Switzerland entirely
demoralises the judgment of a gourmet, for its mountain air gives it
undue advantages over most other countries, and an abundant appetite has
a way of paralysing all the finer critical faculties.
At one period all hotels in Switzerland were "run" on one simple, cheap,
easy plan. There were meals at certain hours, there was a table in the
big room for the English, another for the Germans, and another for mixed
nationalities. If any one came late for a meal, so much the worse for
him or her, for they had to begin at the course which was then going
round. If travellers appeared when dinner was half over, they had to
wait till it was quite finished; and then, as a favour, the
_maitre-d'hotel_ would instruct a waiter to ask the cook to send the
late comers in something to eat, which was generally some of the relics
of the just-completed feast, the odours of which still hung about the
great empty dining-hall.
I fancy that it is a matter of history that M. Ritz, who has since
become the Napoleon of hotels, coming as manager to the National at
Lucerne and finding this system in practice, put an end to it at once
and started the restaurant there, which was and is quite first class.
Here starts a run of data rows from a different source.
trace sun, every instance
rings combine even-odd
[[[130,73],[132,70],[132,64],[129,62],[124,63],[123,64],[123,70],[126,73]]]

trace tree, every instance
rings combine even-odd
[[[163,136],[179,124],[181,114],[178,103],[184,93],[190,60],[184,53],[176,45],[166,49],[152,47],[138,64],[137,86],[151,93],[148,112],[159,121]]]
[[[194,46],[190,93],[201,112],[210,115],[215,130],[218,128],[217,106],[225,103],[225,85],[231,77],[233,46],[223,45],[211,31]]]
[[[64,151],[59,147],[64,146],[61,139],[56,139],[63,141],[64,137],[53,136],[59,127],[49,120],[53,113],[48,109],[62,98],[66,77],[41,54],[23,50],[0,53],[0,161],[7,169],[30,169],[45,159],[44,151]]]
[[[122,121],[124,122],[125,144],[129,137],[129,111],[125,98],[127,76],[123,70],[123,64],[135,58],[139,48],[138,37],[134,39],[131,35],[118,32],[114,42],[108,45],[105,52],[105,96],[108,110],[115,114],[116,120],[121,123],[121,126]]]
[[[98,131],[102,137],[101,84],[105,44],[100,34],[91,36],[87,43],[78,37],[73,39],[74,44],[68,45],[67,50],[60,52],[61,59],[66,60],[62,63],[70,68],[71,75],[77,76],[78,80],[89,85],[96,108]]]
Whether some one else was making history at the Schweitzerhof at the
same time in the same way I do not know, but the two hotels have run
neck and neck in the excellence of their restaurants, and not only are
they first rate, but, as is always the case, the average of the cooking
at the other hotels has gone up in sympathy, as the doctors would say,
with the two leading caravanserais, and one usually finds that any one
who has stayed at Lucerne has a good word to say for his hotel.